Sorti quelques mois avant Intolerance, Civilization avait rencontré un succès tant critique que public et était considéré comme l'un des plus grands films jamais conçus, si ce n'est le plus aboutis. Curieusement, la situation est bien différente aujourd'hui et ce film de Reginald Barker (et de son producteur Thomas H. Ince) est loin d'avoir désormais le même aura que les classiques de Griffith. C'est un assez injuste car Barker, s'il ne possède pas la virtuosité presque théorique de Griffith, était un cinéaste passionnant, au style plus naturelle et tout aussi puissant au niveau des images.

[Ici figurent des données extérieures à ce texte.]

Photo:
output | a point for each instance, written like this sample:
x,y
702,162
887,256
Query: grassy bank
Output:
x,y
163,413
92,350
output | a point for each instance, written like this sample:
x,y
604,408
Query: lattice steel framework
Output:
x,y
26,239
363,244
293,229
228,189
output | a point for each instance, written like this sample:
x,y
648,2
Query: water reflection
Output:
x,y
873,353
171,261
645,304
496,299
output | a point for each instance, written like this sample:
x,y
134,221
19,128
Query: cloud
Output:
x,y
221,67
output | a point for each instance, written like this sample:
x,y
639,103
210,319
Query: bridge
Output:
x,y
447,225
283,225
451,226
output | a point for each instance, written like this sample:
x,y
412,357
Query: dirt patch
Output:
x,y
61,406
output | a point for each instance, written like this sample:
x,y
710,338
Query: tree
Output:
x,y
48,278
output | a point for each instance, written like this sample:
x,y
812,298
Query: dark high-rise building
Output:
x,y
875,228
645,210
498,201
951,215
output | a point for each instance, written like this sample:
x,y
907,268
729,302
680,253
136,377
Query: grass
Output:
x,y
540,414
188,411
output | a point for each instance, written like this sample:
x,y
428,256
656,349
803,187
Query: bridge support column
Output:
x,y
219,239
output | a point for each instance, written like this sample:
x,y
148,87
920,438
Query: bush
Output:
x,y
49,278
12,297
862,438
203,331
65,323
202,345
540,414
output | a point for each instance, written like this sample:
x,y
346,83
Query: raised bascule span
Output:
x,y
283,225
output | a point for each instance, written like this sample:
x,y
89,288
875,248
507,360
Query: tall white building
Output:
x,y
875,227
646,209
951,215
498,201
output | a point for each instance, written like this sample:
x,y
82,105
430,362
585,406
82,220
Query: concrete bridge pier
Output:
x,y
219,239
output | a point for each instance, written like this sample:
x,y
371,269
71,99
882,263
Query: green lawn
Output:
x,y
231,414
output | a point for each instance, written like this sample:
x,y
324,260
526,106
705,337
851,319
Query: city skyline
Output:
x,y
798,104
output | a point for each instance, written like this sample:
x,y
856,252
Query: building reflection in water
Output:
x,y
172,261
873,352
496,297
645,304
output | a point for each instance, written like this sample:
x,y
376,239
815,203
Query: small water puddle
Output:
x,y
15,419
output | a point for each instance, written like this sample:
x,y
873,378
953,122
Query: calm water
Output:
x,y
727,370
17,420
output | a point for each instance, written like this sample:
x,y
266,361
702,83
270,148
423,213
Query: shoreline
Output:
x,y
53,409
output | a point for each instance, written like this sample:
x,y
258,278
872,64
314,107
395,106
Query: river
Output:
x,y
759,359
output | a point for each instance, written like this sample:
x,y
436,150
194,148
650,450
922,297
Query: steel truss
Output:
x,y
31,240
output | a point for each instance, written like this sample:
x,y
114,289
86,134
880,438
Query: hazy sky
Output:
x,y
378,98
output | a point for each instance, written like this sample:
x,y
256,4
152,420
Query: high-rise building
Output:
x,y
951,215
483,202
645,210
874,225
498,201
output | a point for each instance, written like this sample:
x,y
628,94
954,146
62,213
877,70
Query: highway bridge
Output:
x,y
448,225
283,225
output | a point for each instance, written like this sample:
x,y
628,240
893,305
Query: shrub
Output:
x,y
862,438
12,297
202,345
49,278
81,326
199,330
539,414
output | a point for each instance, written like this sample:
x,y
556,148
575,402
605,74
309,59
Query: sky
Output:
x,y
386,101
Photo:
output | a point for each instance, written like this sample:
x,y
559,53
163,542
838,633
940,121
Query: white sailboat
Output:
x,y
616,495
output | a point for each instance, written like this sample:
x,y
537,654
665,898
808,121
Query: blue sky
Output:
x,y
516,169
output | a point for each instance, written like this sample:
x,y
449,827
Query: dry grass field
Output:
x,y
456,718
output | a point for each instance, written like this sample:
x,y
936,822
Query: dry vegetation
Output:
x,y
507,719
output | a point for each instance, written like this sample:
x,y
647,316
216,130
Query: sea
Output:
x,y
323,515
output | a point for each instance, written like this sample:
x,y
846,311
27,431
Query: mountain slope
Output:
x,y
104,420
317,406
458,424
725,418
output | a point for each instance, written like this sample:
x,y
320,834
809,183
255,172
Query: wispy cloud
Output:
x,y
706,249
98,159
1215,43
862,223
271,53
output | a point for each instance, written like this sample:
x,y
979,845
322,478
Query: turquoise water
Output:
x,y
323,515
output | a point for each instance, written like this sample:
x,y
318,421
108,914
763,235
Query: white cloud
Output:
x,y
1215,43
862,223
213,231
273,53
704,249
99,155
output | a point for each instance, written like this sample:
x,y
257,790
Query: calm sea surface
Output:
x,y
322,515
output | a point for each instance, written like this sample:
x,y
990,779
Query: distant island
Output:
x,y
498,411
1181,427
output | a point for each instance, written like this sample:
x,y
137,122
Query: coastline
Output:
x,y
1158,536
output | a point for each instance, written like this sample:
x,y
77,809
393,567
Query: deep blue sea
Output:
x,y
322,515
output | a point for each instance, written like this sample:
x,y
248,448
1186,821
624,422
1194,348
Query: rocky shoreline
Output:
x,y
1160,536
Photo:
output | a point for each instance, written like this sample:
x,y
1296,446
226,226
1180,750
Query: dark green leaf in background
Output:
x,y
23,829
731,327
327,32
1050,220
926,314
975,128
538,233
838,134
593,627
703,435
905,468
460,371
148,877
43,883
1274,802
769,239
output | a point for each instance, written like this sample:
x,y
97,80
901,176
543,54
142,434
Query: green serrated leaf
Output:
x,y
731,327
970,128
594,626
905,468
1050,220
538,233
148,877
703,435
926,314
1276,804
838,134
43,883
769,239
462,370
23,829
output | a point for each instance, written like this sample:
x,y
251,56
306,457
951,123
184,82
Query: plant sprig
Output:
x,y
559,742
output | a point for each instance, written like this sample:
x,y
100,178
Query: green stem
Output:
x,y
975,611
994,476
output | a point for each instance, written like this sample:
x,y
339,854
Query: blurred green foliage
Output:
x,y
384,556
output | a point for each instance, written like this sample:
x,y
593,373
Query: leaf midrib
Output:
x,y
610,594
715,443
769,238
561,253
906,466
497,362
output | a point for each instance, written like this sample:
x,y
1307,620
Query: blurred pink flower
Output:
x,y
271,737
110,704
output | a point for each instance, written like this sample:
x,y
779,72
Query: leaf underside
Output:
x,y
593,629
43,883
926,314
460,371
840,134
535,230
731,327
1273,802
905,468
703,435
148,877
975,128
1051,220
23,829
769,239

Civilization impressionne encore aujourd'hui pour la beauté de sa photographie qui multiplie les clairs-obscurs audacieux tout en enchaînant les morceaux de bravoures sans temps morts et qui font preuve d'un bel éclectisme : grande liasse populaire remplie de mouvements, scènes de guerre chaotiques et brutales, dilemme moraux dans le sous-marin, vision à la Gustave Doré de l'enfer pour une séquence onirique ou encore des scènes de foule tumultueuse.
Le film possède ainsi une intensité dramatique de tous les instants qui surprend continuellement avec par ailleurs une grande fluidité dans l'agencement des plans et le découpage. Ca se retourne presque contre lui car le film est assez court (90 minutes), ce qui rende impossible l'installation ou le développement de certaines séquences qui s'enchaînent parfois trop vite avec le risque de raccourcis pas toujours crédibles comme le dernier acte avec les nonnes qui parait un peu précipité. Il y a par moment une frustration à ne pas avoir un peu de calme, notamment après la première grande bataille.
Par ailleurs, il faut reconnaître que la seconde moitié est édifiante dans son scénario avec le Christ qui se ré-incarne dans le corps de l'Empereur pour apporter un message de Paix et de fraternité sur terre.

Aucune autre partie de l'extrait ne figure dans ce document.